The association between sore throat and rheumatic fever was not made until 1880. The connection with scarlet fever was made in the early 1900s. In 1944, the Jones criteria were formulated to assist disease identification. These criteria, with some modification, remain in use today. The introduction of antibiotics in the late 1940s allowed for the development of treatment and preventive strategies. The dramatic decline in the incidence of rheumatic fever is thought to be largely owing to antibiotic treatment of streptococcal infection.

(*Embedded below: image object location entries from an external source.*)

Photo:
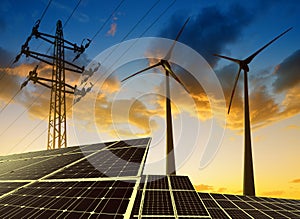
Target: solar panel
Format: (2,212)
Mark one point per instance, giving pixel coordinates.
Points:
(100,198)
(105,181)
(168,197)
(90,181)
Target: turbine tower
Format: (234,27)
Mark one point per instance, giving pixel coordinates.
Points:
(249,188)
(170,159)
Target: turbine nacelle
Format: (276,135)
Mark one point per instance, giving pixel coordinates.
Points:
(244,64)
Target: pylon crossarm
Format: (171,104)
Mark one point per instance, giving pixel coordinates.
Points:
(41,80)
(38,56)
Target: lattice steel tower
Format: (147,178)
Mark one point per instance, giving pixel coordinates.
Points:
(57,137)
(57,115)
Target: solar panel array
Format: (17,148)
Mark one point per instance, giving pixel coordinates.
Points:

Pathophysiology: ARF is a sequela of a previous group A streptococcal infection, usually of the upper respiratory tract. One beta-streptococcal serotype (eg, M types 3, 5, 18, 19, 24) is linked directly to ARF.

The disease involves the heart, joints, central nervous system (CNS), skin, and subcutaneous tissues. It is characterized by an exudative and proliferative inflammatory lesion of the connective tissue, especially that of the heart, joints, blood vessels, and subcutaneous tissue.

Frequency:

  • In the US: Disease prevalence in the US is a function of socioeconomic status, with higher frequency in areas of crowding. The US had experienced a resurgence of rheumatic fever in the last 2 decades with many of the reported cases involving persons in upper socioeconomic groups. The reason for this disparity is unclear but may be caused by the emergence of more virulent strains of group A streptococci. The overall incidence has been declining in developed nations.

    Frequency of streptococcal infection and virulence of the bacterial strain determine the incidence of rheumatic fever in the population.

    As a sequela of beta-streptococcal exposure, ARF occurs during school years when streptococcal pharyngitis is most prevalent. Similarly, prevalence is higher in the colder months of the year when streptococcal pharyngitis is most likely to occur.

  • Internationally: ARF is a major problem in the high-risk areas of the tropics, countries with limited resources and in communities with minority indigenous populations. As many as 25-40% of cases worldwide appear in those nations.

    McDonald et al have suggested that in Aboriginal communities of central and northern Australia, group A streptococcal pyoderma is much more likely to cause ARF than is streptococcal pharyngitis.

Mortality/Morbidity: Morbidity from ARF is directly proportional to the rate of streptococcal infections. Infections that are not treated adequately are most likely to cause the major sequelae noted in the list of Jones criteria. Morbidity also is related to the care that the patient receives.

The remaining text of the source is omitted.